Dutch shredder and hair god Adrian Vandenberg burned it up with Whitesnake in the metal-licious ’80s, and is currently rumor fodder since fading out of the spotlight after a 1997 Whitesnake reunion. (Did he break his neck in a car accident and can no longer play? Is he producing an all-girl band with former Golden Earring vocalist Barry Hay? Is he reforming the original Vandenberg group?) But whether Vandenberg returns to the rock arena or not, he did leave us one damn fine guitar.
By Michael Molenda
Developed with Peavey in 1988, and produced until the early ’90s, the original Vandenberg guitars were edgy (dig the distinctive “violin cuts” in the torso) and chock full of attitude. And the guitar remains a bona fide cult icon, as a healthy group of Web-based Vandenberg aficionados still buy, trade, and collect various incarnations (at prices ranging from $125 to $1,300 or more).

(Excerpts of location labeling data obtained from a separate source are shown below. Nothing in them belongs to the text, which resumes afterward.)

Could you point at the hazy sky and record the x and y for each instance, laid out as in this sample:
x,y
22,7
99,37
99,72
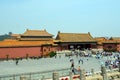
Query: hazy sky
x,y
99,17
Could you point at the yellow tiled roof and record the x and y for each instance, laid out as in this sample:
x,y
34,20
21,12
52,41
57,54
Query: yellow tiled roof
x,y
15,43
100,40
36,33
115,38
111,41
75,37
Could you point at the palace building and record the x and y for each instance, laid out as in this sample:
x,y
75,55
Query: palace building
x,y
39,43
32,43
75,41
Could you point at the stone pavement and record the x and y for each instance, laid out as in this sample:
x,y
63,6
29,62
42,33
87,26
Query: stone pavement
x,y
45,64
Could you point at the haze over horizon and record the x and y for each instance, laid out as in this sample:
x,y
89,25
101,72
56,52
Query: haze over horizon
x,y
99,17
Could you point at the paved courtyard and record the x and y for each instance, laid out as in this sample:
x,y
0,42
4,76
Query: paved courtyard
x,y
46,64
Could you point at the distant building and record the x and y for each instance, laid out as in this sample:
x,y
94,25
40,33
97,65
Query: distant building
x,y
73,41
113,44
100,41
32,43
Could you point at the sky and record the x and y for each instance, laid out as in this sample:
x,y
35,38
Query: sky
x,y
99,17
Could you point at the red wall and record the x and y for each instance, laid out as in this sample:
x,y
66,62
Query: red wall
x,y
20,52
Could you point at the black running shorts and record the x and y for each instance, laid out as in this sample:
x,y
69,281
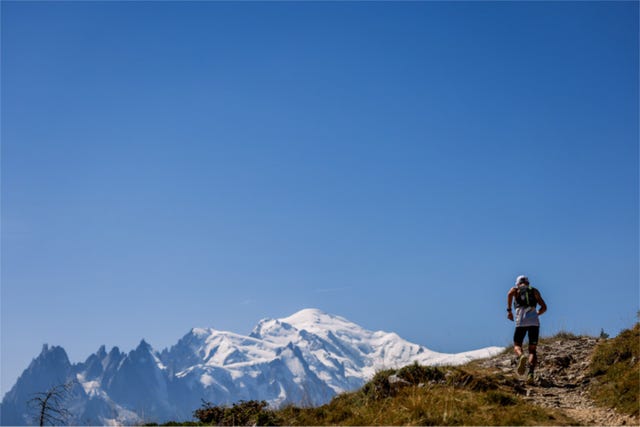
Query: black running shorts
x,y
521,331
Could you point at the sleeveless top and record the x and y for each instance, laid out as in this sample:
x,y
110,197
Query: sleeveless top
x,y
526,314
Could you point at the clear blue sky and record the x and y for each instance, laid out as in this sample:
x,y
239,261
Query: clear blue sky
x,y
175,165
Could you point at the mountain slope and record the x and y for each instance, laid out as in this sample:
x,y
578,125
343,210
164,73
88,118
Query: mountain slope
x,y
305,359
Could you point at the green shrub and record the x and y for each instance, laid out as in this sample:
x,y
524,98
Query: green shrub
x,y
243,413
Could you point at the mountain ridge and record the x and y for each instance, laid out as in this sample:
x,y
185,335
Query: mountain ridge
x,y
306,358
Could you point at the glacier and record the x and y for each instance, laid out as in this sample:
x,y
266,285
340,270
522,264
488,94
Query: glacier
x,y
304,359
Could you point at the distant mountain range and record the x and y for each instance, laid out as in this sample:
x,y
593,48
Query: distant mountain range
x,y
304,359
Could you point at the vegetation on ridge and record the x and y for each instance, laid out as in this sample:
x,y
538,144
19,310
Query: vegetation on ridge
x,y
479,393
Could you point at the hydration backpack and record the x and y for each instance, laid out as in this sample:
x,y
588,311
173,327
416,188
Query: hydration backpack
x,y
525,297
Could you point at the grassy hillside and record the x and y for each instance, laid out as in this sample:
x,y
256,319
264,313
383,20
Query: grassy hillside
x,y
484,392
615,367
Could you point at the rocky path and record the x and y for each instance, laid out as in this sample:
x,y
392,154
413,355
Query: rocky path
x,y
562,381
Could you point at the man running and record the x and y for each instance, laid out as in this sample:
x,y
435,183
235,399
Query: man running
x,y
526,299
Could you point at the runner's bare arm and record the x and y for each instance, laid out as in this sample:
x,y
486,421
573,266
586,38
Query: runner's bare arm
x,y
510,295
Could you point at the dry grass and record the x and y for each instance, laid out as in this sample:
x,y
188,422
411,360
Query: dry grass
x,y
458,397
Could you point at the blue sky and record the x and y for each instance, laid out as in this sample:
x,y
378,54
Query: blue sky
x,y
175,165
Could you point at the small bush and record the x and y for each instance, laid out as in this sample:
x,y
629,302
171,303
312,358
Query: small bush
x,y
416,374
243,413
500,398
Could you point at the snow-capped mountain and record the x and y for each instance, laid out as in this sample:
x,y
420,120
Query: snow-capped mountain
x,y
306,358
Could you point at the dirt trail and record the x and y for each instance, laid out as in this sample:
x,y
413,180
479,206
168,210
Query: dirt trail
x,y
562,381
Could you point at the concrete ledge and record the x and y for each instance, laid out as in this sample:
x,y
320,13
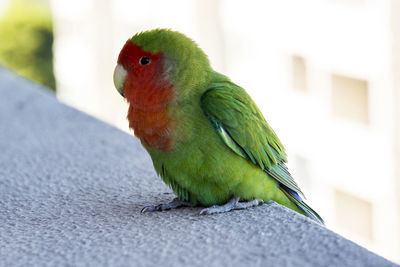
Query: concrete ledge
x,y
71,190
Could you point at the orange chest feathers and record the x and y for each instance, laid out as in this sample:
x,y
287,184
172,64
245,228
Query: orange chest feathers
x,y
148,115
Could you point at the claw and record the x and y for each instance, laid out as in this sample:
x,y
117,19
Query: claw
x,y
233,204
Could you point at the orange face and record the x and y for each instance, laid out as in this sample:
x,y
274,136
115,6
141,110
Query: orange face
x,y
140,78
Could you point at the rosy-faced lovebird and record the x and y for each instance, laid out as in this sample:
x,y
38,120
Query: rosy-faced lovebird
x,y
206,137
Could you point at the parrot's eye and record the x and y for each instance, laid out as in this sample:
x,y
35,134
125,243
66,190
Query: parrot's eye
x,y
144,61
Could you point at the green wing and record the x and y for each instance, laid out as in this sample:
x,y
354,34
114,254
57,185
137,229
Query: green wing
x,y
244,129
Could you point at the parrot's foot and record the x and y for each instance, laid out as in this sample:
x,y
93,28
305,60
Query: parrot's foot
x,y
233,204
176,203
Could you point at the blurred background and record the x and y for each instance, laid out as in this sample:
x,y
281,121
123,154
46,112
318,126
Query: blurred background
x,y
325,73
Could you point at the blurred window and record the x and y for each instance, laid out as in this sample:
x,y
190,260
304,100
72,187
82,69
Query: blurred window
x,y
350,98
354,214
299,74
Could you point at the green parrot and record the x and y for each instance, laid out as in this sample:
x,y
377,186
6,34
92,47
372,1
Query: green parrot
x,y
207,139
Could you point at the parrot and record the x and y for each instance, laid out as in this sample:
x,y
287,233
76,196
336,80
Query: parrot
x,y
207,139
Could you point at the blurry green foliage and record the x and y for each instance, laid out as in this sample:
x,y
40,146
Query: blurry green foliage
x,y
26,42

If you’re starting to get a sense of déj` vu, don’t fear an acid flashback—the new Peavey V-Type NTB Limited Edition is, in fact, a stellar updating of the classic Vandenberg. The models reviewed here—the standard, fixed bridge ST ($699 retail) and the tremolo bearing TR ($849 retail)—are fantastic examples of worksmanship, design, playability, and power. The Vandenberg name may no longer be a selling point (hence the “V-Type” moniker), but these striking devils can still rage all over old-school metal and hard rock music.
As design elements, the violin cuts may be small things, but they certainly kick this double-cutaway silhouette into its own fashion stratosphere. The shape is a fabulous statement on its own, but add the reverse headstock and the Limited Edition’s flawless abalone inlays, and you have an ornate, old jazz box vibe mingling with stark, post-modern functionality. The result is a really great look, and it immediately announces that the owner is somewhat, well, dangerous. Strap this baby on at your own risk!

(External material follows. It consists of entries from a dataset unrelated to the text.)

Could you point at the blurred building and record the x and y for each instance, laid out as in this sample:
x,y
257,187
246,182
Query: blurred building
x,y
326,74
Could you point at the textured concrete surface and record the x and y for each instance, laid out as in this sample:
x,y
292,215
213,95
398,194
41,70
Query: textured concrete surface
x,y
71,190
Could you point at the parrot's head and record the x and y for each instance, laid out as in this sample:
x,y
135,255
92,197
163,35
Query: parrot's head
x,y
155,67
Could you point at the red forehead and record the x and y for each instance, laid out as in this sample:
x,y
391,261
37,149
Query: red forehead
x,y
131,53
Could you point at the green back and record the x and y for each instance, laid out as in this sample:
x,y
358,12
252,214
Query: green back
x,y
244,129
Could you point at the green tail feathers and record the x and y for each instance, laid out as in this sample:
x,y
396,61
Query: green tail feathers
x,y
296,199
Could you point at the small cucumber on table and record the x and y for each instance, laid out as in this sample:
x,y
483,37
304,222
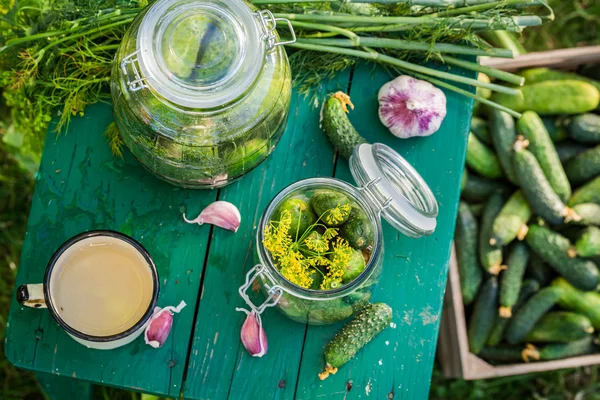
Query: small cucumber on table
x,y
337,126
482,160
588,193
585,303
552,98
369,322
512,278
583,166
503,134
482,318
560,327
530,125
569,149
559,350
511,221
588,244
465,240
536,187
556,250
530,313
528,289
585,128
480,129
589,214
490,255
480,189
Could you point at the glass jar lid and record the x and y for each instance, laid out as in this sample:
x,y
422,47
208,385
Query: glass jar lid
x,y
200,54
395,188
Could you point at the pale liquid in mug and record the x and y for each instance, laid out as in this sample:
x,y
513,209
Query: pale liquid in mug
x,y
101,286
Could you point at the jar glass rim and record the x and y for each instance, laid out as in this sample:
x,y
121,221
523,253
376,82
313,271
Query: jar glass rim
x,y
309,294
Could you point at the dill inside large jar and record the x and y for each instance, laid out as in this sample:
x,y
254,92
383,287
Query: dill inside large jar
x,y
201,90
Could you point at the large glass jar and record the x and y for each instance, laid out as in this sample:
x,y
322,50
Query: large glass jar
x,y
201,90
388,186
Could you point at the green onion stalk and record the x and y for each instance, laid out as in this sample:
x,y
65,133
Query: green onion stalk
x,y
59,55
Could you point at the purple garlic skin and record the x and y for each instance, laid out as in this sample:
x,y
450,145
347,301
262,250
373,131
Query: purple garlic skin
x,y
411,107
220,213
253,336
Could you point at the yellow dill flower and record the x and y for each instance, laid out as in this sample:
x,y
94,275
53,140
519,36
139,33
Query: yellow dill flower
x,y
338,214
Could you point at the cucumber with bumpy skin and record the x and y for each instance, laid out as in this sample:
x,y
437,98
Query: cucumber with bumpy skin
x,y
556,250
560,327
511,221
530,313
536,187
482,319
490,255
530,125
583,166
588,193
512,278
369,322
588,244
559,350
337,126
585,303
503,134
482,160
585,128
465,240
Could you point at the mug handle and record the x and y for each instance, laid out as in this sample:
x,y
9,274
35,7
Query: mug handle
x,y
32,295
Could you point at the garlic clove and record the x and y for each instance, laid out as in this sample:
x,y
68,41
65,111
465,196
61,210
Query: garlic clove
x,y
158,328
411,107
253,335
220,213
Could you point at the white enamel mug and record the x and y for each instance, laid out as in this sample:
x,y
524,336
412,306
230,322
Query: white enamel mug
x,y
101,287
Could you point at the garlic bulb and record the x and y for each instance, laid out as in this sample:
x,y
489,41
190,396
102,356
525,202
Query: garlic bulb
x,y
411,107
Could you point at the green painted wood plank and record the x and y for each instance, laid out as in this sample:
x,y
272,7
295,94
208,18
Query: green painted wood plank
x,y
81,186
398,363
219,366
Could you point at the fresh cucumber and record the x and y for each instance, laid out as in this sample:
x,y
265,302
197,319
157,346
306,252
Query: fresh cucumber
x,y
511,221
584,166
503,134
536,187
337,126
556,250
369,322
528,289
588,244
585,128
539,270
503,353
482,160
482,318
555,129
512,278
588,193
560,327
530,125
530,313
480,189
490,255
479,128
559,350
585,303
465,240
569,149
552,98
589,214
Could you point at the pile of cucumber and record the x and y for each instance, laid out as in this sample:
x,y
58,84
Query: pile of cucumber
x,y
528,230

The workmanship on the Korean-made V-Type is absolutely stunning. It’s almost custom-shop precise—and that’s no lie. The finish is perfect, the hardware is locked down and well fitted, the jumbo frets are smooth and nicely dressed, and even the routing under the pickup bezels is spotless.
While the V-Type doesn’t offer the flat, burning fast neck of, say, an Ibanez JEM, the neck’s wide, gently rounded profile will delight vintage buffs. The polished frets and low action do invite rapid-fire note spurts, but the neck’s heft also accommodates aggressive riffing and chord work. The smooth, ergonomic neck joint allows access to the 24th fret, and everything else about the V-Type feels comfy. (Although those who aren’t used to reverse headstocks may have a slight huff managing the tuners.) An added bonus are the ridged, rubber volume and tone knobs, which are ideal for pinky manipulations. The Floyd Rose-licensed tremolo on the TR model is responsive and smooth, although heavy pull-offs and manic dive-bombing will bring on a fair amount of “trem gargle.”

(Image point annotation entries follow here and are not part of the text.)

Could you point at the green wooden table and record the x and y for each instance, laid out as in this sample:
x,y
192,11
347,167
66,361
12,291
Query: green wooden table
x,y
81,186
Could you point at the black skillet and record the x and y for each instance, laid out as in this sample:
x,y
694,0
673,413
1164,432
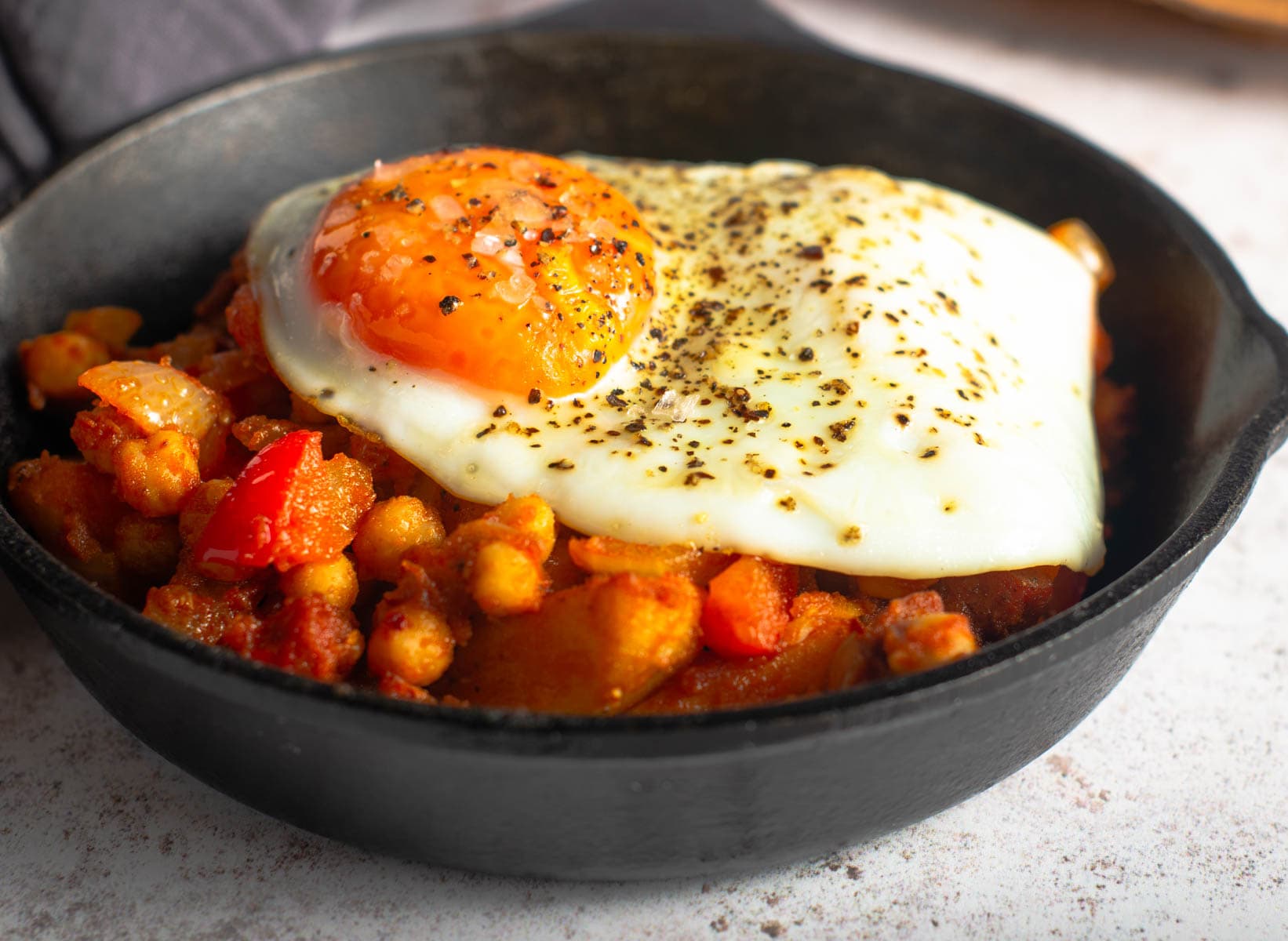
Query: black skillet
x,y
148,218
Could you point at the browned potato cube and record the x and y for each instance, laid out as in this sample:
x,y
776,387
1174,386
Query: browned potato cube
x,y
594,649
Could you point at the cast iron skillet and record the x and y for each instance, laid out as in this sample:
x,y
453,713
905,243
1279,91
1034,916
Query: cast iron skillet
x,y
151,215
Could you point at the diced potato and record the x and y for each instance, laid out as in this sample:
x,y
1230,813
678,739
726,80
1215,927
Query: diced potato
x,y
594,649
53,365
98,431
200,506
147,549
158,397
156,474
72,510
820,626
603,555
114,326
928,641
388,531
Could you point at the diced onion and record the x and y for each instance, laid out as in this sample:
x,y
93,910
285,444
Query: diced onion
x,y
486,244
515,290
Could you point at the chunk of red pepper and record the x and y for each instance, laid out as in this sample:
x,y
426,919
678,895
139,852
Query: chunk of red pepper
x,y
748,607
286,507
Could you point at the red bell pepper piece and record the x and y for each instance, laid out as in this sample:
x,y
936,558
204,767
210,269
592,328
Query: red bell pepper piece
x,y
748,607
253,518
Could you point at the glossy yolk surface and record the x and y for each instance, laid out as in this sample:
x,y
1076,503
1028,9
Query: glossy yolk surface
x,y
511,269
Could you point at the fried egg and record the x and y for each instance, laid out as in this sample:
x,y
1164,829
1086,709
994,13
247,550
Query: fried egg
x,y
824,366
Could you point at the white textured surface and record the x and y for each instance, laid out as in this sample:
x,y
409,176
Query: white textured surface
x,y
1163,815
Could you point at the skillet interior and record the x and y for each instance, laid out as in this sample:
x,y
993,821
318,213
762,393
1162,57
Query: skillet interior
x,y
151,216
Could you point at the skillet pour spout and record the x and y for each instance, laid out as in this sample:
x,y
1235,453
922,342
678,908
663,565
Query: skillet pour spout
x,y
154,213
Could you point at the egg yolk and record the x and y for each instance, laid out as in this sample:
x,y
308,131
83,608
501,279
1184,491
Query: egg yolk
x,y
514,271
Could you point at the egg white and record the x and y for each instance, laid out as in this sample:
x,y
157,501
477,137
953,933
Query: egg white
x,y
892,379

A bit of the ’80s still resides in the V-Type’s demeanor, as it favors old-school heaviness over the saturated textures of modern metal. The pickups are voiced to deliver hyped, but not overly aggressive mids. This results in excellent note articulation, and a full-on bridge-pickup tone that’s tough without being shrill. Clean timbres can sound a tad hollow, but the very musical tone control is capable of dialing in a rounder snap—and its sweep is also wide enough for producing wah-like effects. Turning on the burn gives up an overdrive personality that can evoke everything from AC/DC to the Who to, dare I say, Whitesnake. There’s nothing idiosyncratic about the V-Type’s tones—and the medium-output pickups won’t drive an amp into spasms of saturation—but it’s a glorious rock machine that pays homage to all the magnificent guitar sounds of the ’70s and ’80s.
V is for Victory
The V-Type offers a unique design, wonderful inlay work, and classic sounds, and the value proposition is pretty major. Whether you choose the ST or the TR model, you’re going to get one mean rock and roll animal—and that’s why the V-Type wins an Editors’ Pick Award.